Base64 is the kind of thing nobody thinks about until it’s the bottleneck. It’s just there — wrapping every JWT, every email attachment, every embedded image, every TLS certificate — quietly converting bytes to printable characters and back. A library call. Two lines.

Then one day you profile a service that decodes a few hundred megabytes of base64 a second and the flamegraph is seventy percent b64_decode. You stare at it for a while. Then you go figure out how to make it fast.

This is a walk through that journey: from a textbook scalar decoder doing about 400 MB/s, to a SIMD version that pushes 4 GB/s on a single core. Most of it is just learning to look at the problem sideways — base64 has more structure than it looks like, and SIMD is happy to exploit it.

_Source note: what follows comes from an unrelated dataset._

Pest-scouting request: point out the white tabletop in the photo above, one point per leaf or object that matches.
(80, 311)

Heads up: the playground, animations and benchmark in this post all run in your browser. Try them.

A quick refresher

Base64 takes 3 bytes of input (24 bits) and emits 4 ASCII characters, each carrying 6 of those bits. The alphabet is A–Z, a–z, 0–9, +, / — exactly 64 symbols, hence the name.

Type something below and watch the bits flow through.

ascii bits
6-bit groups
encoded

Notice how the colored boundaries don’t line up. The 8-bit byte boundaries (top row) and the 6-bit character boundaries (middle row) are deliberately misaligned. That’s the whole point: 8 and 6 share a common multiple of 24, so every 3 input bytes pack neatly into 4 output characters.

The scalar decoder

Going the other way — text back to bytes — is just inversion. For each input character, look up its 6-bit value, then mash four of them together into three bytes:

static const uint8_t lookup[256] = {
    /* 256-entry table: alphabet[i] -> i, everything else -> 0xFF */
    ['A' ... 'Z'] = 0,         /* placeholders; filled at init */
    ['a' ... 'z'] = 26,
    ['0' ... '9'] = 52,
    ['+'] = 62, ['/'] = 63,
};

size_t b64_decode_scalar(const char *src, size_t n, uint8_t *dst) {
    uint8_t *out = dst;
    for (size_t i = 0; i + 4 <= n; i += 4) {
        uint32_t a = lookup[(uint8_t)src[i + 0]];
        uint32_t b = lookup[(uint8_t)src[i + 1]];
        uint32_t c = lookup[(uint8_t)src[i + 2]];
        uint32_t d = lookup[(uint8_t)src[i + 3]];

        uint32_t v = (a << 18) | (b << 12) | (c << 6) | d;
        *out++ = (v >> 16) & 0xFF;
        *out++ = (v >>  8) & 0xFF;
        *out++ =  v        & 0xFF;
    }
    return out - dst;
}

Clean. Correct. Roughly 400 MB/s on a modern x86 core with cached input. Now: where does the time actually go?

Where the cycles go

Three things hurt this loop:

  1. The lookup table. 256 bytes of cold-ish memory, four reads per iteration. Each access stalls for a few cycles when the cache line isn’t already there, and you can’t easily prefetch because the addresses depend on the input bytes.
  2. Branch mispredictions. A real decoder validates input. Every “is this a legal base64 character?” branch the CPU guesses wrong is ~15 wasted cycles.
  3. Throughput, not latency. Even with perfect cache behaviour, a CPU running at 4 GHz that processes 3 output bytes per iteration cannot exceed 12 GB/s, and the actual instruction count puts the ceiling well below that. We need to do more bytes per cycle, not the same bytes faster.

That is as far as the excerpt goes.